Tuesday, September 8, 2009

CapitaLand Ltd: Gillman Heights development plan unveiled

Lowering our project profit estimation. While we previously assumed a project margin of 25% for this project, we have now lowered our margin assumption to 20% for this project and the average selling price could be around S$900 psf. On these new assumptions, we have now lowered CapLand's attributable share of profit contribution from this project by 32.8% from S$205.5m to S$138m.

Important step towards capital deployment but excitement dwindling. CapLand recently announced its plan to deploy the capital it raised during its Rights issue in Feb. Out of the proceeds of S$1.8b, S$1b will be deployed to 3 of its business units- CapitaLand China (S$500m), CapitaLand Vietnam (S$300m) and Ascott (S$200m). Although this is one step closer towards capital deployment, we think that the initial excitement over the potential value creation from the capital deployment is now dwindling as the strong recovery in the property markets in Singapore and China has now lowered hopes of distress acquisitions.
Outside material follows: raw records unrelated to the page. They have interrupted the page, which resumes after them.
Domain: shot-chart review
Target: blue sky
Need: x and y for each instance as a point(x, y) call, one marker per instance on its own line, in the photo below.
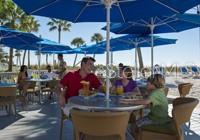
point(185, 52)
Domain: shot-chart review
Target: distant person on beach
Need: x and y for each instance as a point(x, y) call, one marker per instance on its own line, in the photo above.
point(158, 69)
point(22, 79)
point(62, 66)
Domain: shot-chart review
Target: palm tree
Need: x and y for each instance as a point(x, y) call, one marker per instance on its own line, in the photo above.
point(1, 52)
point(77, 42)
point(12, 17)
point(97, 37)
point(18, 55)
point(28, 24)
point(140, 58)
point(59, 25)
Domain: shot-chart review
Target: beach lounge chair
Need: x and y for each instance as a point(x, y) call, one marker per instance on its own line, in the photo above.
point(100, 124)
point(184, 89)
point(195, 72)
point(181, 113)
point(185, 72)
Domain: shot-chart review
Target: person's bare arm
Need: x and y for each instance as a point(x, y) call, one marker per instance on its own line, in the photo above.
point(61, 93)
point(133, 101)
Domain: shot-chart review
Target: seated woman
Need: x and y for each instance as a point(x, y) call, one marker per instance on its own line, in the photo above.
point(157, 100)
point(125, 80)
point(21, 80)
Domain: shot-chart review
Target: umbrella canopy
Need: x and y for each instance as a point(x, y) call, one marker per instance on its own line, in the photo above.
point(15, 37)
point(44, 45)
point(128, 42)
point(162, 24)
point(105, 10)
point(79, 50)
point(83, 10)
point(175, 23)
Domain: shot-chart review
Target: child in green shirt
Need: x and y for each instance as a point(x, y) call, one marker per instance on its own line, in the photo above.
point(157, 100)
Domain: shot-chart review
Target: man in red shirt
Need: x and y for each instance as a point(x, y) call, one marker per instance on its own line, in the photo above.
point(71, 82)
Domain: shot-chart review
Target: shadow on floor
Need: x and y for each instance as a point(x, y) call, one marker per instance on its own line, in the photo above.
point(189, 134)
point(8, 120)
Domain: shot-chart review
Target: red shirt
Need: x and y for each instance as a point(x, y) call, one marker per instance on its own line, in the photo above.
point(72, 81)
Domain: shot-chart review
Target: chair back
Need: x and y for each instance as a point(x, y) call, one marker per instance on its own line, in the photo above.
point(32, 85)
point(182, 111)
point(8, 91)
point(166, 90)
point(184, 89)
point(100, 123)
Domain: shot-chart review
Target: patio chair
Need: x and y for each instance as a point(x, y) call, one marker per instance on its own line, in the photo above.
point(195, 72)
point(31, 91)
point(8, 97)
point(181, 113)
point(184, 89)
point(166, 90)
point(97, 125)
point(184, 71)
point(51, 87)
point(62, 119)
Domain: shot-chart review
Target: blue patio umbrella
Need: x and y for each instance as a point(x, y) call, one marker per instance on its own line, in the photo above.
point(104, 10)
point(162, 24)
point(15, 37)
point(129, 42)
point(43, 45)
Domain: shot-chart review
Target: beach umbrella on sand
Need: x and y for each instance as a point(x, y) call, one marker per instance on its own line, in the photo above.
point(15, 37)
point(162, 24)
point(104, 11)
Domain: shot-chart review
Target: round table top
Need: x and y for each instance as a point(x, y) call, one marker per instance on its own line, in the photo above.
point(7, 84)
point(98, 102)
point(38, 80)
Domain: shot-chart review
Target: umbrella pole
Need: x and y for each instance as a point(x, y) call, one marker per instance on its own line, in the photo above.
point(108, 4)
point(152, 44)
point(53, 60)
point(198, 12)
point(136, 72)
point(111, 58)
point(94, 55)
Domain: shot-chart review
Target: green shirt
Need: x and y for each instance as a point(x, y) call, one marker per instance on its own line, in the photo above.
point(159, 106)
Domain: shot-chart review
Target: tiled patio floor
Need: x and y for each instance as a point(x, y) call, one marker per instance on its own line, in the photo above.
point(41, 122)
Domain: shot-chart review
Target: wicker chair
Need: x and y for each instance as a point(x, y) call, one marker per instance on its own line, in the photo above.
point(8, 97)
point(184, 89)
point(51, 87)
point(95, 125)
point(181, 113)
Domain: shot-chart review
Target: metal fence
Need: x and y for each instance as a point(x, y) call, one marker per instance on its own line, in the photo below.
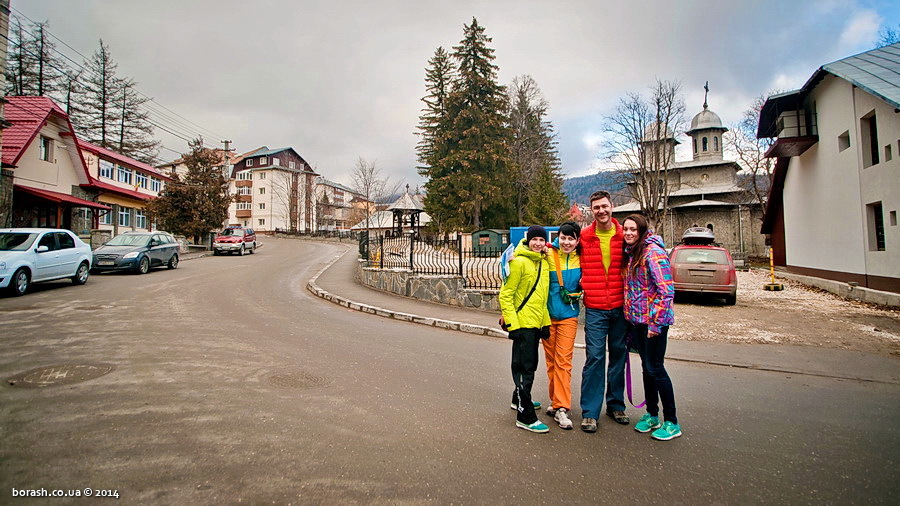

Maintain HOLD. Our RNAV estimate has been lowered marginally to S$3.72 (previously S$3.73) after lowering our estimated profit contribution from The Interlace. We continue to peg our fair value of CapLand at par to its RNAV and thus deriving a fair value of S$3.72 (previously S$3.73). Since our last report on 30th July, CapLand's share price had fallen closer to our fair value. Price looks fair but value has not yet emerged. We maintain our HOLD rating on CapLand. We continue to like CapLand's growth potential in developing countries like China and Vietnam but advise investors to wait to enter at more attractive valuation of at least 10% below our RNAV estimates for a better margin-of-safety. Investors may want to switch to other value property developers like UOL Group (BUY; FV: S$4.07) that is trading at 21.8% discount to our RNAV estimate.